Since the Terletsky decision, there has been some judicial confusion as to whether the Terletsky Court required that a bad faith claim be supported by proof of an Insurer’s self-interest or ill-will, a disputed element of proof that will now be resolved by the Supreme Court.
On August 30, 2016, the Pennsylvania Supreme Court granted Allocator to decide the following issue in Rancosky:
Whether this Court should ratify the requirements of Terletsky v. Prudential Property & Casualty Insurance Company, 649 A.2d 680 (Pa. Super. 1994), Appeal denied, 659 A.2d 560 (Pa. 1995), for establishing Insurer bad faith under 42 Pa.C.S.§8371, and assuming the answer to be in the affirmative, whether the Superior Court erred in holding that the Terletsky factor of a “motive of self-interest or ill-will” is merely a discretionary consideration rather than a mandatory prerequisite to proving bad faith?

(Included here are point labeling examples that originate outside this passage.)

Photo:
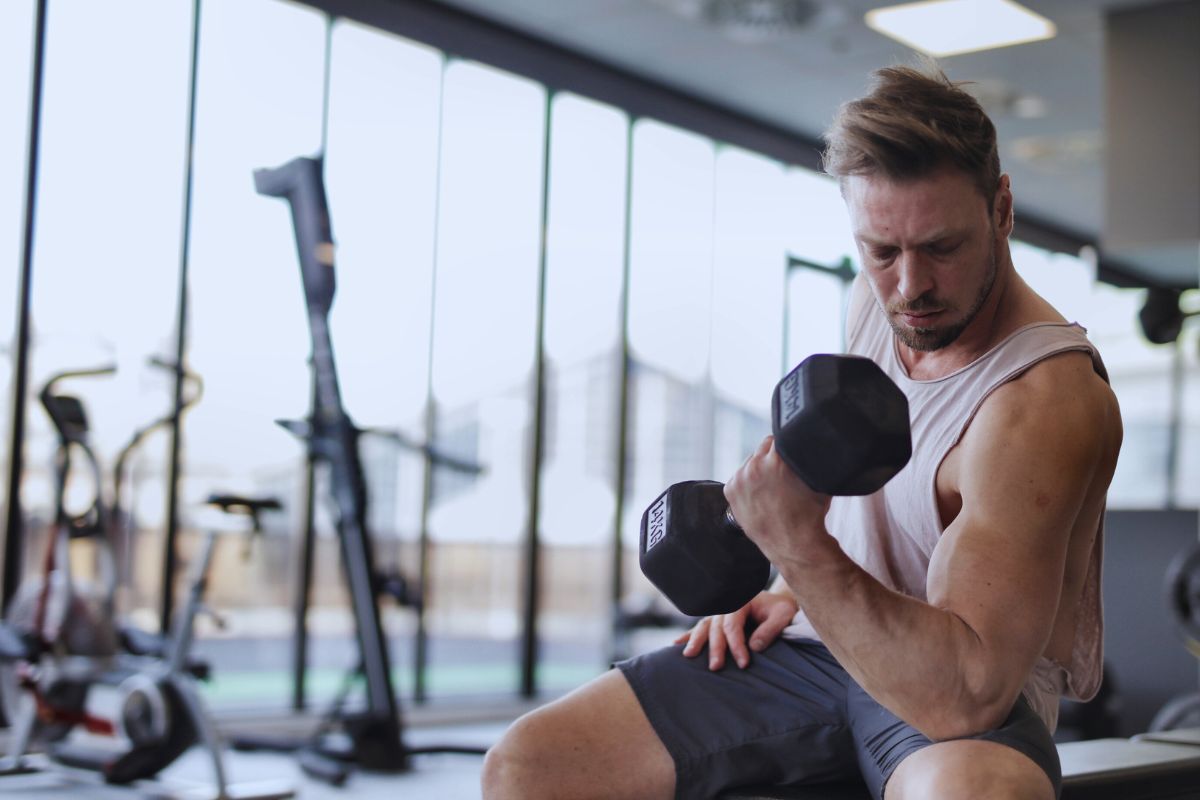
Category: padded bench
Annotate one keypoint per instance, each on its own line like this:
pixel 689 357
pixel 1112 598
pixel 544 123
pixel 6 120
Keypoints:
pixel 1152 767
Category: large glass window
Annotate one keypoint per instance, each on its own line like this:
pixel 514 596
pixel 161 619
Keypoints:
pixel 489 239
pixel 106 259
pixel 585 276
pixel 259 103
pixel 382 180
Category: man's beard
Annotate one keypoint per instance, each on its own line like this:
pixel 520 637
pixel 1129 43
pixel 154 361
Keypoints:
pixel 935 338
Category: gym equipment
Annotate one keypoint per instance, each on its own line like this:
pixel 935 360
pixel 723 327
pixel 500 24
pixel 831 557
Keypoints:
pixel 1181 590
pixel 376 733
pixel 1182 594
pixel 840 423
pixel 61 644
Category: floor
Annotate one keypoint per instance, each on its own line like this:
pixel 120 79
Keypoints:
pixel 258 775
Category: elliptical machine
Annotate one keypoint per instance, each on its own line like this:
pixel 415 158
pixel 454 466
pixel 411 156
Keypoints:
pixel 61 642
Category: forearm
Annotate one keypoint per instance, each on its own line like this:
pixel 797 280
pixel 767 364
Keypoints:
pixel 924 663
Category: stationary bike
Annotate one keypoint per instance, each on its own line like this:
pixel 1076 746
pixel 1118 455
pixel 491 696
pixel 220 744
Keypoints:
pixel 61 644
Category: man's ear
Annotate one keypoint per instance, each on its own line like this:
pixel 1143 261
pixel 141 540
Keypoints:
pixel 1002 206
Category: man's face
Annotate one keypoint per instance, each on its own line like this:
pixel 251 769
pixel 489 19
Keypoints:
pixel 929 250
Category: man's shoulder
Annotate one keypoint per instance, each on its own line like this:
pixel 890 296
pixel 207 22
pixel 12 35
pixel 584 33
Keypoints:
pixel 1063 397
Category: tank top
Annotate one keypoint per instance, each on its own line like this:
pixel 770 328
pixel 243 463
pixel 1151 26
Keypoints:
pixel 892 534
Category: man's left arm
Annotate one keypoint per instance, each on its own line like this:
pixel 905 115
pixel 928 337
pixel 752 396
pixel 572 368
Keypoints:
pixel 955 663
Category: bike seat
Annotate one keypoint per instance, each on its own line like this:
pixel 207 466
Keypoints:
pixel 240 504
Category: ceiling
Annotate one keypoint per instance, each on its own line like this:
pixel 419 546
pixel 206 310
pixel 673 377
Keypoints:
pixel 1045 97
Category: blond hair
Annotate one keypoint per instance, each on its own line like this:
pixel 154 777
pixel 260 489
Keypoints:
pixel 915 121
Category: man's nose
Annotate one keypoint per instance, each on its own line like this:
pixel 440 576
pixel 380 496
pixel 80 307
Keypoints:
pixel 915 276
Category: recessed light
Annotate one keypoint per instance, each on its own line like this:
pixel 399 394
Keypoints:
pixel 952 26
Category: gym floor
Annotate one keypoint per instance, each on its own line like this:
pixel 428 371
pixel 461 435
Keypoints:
pixel 442 776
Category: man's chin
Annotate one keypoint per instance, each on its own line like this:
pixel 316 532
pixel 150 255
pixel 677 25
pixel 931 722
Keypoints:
pixel 924 340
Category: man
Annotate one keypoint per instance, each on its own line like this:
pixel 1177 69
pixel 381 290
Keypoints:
pixel 921 636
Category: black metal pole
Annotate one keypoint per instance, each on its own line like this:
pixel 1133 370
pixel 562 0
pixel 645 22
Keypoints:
pixel 304 581
pixel 617 578
pixel 13 529
pixel 533 533
pixel 1175 423
pixel 169 557
pixel 303 594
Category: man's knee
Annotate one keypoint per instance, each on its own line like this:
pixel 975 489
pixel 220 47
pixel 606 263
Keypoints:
pixel 594 743
pixel 970 769
pixel 511 765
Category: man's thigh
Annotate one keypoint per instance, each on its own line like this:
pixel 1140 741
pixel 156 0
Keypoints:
pixel 894 756
pixel 783 720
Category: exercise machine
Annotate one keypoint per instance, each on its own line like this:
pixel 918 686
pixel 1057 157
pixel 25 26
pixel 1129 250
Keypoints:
pixel 376 732
pixel 63 644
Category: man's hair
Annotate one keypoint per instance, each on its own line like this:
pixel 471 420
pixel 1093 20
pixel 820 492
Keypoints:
pixel 913 122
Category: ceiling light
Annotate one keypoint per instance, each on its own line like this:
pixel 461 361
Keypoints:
pixel 952 26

In all likelihood, the Supreme Court will not rule on this issue until well into 2017.
Presumably, the Pennsylvania Supreme Court will resolve this issue in favor of eliminating any factor of self-interest or ill-will, and limit the analysis to proving that the Insurer did not have a reasonable basis for denying benefits, further eliminating issues related to alleged poor claims handling practices being evidentiary in nature, and not a cognizable basis for statutory relief in and of itself.